That always felt like a stupid retcon, though.
The original concept behind Durotar was that it was reflective of Draenor, before Draenor turned into a super diverse continent of various clumped ecosystems for gameplay purposes rather than a planet with one tileset we knew the orc clans to be associated with. That combined with the timing of Medivh showing up and there being no other environment to go to that wouldn't have been unsustainable for occupation with an extremely scattershot Horde at the time due to pushback from the humans or other environments.
Then we went 3 installments of WoW with no criticism or critique or issue of the living situation other than the requisite "we need to kill 10 quillboars" that every zone has in terms of pushback/expansionism.

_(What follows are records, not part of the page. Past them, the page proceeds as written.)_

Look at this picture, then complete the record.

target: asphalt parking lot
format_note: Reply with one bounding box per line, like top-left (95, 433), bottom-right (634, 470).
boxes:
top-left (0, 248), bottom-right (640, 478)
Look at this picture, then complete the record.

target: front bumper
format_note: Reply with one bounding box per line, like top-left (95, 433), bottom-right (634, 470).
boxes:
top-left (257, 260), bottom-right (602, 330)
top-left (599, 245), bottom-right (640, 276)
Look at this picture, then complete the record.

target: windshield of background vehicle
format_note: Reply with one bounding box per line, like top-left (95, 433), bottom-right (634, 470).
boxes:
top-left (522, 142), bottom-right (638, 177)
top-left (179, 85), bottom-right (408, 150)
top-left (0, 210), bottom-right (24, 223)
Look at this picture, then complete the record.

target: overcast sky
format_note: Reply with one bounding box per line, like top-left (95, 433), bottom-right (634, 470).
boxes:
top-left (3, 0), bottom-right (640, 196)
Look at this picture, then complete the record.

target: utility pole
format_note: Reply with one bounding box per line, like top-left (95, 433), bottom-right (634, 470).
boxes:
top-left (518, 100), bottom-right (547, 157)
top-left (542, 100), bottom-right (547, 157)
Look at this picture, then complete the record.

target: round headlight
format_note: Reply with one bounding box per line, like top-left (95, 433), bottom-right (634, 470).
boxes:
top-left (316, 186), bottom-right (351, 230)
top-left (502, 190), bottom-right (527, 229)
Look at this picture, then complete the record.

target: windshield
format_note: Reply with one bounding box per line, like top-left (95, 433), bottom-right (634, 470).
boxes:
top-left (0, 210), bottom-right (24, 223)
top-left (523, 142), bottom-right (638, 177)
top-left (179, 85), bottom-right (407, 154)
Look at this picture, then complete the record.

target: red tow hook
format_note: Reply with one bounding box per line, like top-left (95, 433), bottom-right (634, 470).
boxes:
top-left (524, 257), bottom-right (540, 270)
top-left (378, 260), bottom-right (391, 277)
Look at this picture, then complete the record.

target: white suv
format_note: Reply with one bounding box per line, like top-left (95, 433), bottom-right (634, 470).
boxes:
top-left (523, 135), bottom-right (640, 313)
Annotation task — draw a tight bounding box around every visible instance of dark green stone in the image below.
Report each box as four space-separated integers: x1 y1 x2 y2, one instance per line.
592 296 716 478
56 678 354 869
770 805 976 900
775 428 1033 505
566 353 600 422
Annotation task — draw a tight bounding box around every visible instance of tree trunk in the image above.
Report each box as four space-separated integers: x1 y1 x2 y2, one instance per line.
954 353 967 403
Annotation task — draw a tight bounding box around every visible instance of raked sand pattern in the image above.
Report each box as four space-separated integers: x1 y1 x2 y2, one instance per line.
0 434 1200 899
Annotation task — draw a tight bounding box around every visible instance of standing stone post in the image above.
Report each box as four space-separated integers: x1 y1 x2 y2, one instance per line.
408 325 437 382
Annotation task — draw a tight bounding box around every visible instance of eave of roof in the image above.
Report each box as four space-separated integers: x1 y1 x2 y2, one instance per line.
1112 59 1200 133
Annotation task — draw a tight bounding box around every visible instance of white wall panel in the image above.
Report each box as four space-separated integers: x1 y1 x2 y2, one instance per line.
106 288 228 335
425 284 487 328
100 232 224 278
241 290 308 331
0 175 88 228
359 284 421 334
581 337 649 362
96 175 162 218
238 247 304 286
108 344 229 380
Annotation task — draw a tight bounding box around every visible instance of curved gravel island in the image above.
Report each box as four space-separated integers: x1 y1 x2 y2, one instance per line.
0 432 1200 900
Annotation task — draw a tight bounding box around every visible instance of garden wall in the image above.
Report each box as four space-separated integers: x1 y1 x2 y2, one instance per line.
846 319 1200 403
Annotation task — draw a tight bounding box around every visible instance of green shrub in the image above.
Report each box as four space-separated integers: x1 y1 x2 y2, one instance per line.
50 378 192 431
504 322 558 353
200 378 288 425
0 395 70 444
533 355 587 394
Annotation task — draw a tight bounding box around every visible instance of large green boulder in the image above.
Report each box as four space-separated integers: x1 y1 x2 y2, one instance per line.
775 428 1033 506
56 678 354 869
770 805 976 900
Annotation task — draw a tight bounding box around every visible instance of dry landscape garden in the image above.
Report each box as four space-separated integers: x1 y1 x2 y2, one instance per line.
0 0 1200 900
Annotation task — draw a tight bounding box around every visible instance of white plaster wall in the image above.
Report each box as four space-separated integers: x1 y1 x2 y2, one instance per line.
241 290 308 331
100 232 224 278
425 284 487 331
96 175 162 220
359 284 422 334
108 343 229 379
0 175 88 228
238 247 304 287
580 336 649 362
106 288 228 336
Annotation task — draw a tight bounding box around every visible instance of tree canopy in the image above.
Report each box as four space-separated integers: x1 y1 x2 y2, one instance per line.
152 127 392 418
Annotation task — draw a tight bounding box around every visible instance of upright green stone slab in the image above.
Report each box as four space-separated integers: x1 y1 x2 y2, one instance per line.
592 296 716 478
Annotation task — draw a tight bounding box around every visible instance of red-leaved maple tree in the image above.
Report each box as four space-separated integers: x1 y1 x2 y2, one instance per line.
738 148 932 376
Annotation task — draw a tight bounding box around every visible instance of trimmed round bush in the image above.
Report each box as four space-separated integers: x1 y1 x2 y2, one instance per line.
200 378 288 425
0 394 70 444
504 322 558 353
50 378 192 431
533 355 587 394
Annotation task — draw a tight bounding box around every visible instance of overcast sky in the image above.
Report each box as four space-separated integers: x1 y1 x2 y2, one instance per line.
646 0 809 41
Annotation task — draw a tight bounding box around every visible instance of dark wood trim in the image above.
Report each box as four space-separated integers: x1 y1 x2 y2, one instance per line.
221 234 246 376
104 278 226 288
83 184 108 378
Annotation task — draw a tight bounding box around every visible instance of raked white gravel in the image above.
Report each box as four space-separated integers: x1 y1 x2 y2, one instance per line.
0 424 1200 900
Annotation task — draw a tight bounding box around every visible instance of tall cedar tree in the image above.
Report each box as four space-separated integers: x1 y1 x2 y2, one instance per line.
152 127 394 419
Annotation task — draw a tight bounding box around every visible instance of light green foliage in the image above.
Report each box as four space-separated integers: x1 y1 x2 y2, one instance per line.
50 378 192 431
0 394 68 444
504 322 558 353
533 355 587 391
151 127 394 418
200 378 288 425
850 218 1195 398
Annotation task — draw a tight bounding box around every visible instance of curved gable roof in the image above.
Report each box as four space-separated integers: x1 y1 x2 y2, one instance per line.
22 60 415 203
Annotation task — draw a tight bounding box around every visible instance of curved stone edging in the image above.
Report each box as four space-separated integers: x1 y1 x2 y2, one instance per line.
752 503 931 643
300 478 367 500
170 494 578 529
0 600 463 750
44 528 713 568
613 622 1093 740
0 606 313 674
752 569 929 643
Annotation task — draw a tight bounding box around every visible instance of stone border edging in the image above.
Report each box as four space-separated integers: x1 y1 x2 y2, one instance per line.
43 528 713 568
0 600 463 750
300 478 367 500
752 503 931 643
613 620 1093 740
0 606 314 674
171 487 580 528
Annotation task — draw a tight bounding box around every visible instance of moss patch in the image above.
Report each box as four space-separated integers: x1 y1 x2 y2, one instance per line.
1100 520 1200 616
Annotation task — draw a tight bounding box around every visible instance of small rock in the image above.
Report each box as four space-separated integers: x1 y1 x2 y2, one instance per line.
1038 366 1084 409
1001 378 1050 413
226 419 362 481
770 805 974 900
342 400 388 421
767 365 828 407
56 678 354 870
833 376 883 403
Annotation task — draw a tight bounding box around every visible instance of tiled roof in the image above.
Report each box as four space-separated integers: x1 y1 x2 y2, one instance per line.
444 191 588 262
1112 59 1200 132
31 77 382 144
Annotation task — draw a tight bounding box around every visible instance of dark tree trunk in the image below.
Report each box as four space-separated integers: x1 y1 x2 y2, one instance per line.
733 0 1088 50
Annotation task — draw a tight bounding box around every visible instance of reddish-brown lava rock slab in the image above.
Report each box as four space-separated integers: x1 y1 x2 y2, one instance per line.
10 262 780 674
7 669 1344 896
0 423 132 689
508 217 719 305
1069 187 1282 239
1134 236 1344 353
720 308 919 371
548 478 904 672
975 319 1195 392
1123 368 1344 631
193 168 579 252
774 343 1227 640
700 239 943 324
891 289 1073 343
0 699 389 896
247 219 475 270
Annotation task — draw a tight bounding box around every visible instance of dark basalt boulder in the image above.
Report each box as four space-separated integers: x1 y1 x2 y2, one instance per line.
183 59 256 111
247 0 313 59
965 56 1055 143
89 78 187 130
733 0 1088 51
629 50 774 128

The whole "we need X and Y!" didn't really show up until they needed reason for Garrosh to be angry at the Alliance and have youthful orc support beyond "Alex Afrasiabi wanted war back and Metzen wanted a Thrall foil."
Retcons are retcons, and it's still technically true and a huge fumble now, but it always felt super out of character with the Thrall we saw in Founding of Durotar, who was prone to mercy but also wasn't a damn throwrug. It's as silly as "there's food lines in Westfall but Horde settlements pop up in 40 seconds." Fight for the world's diminished resources, indeed, trailer voice.
EDIT: OK, 2.5 installments of WoW. Stuff like Glory did come up. But beyond that, it never felt like it was the intention when it was created as an environment to be in. Founding of Durotar framed the entire thing as a triumphant, successful exodus (that had to happen to stop the Legion in RoC anyway).
Kind of obnoxious how it felt very hamfisted just to have a reason to stay pissed off. They could've come up with myriad other reasons for conflict that didn't frame Thrall as a total failure when the intention (by the writers) is for him to not be anyway. It's one of those awkward disconnects between narrative intent and reality.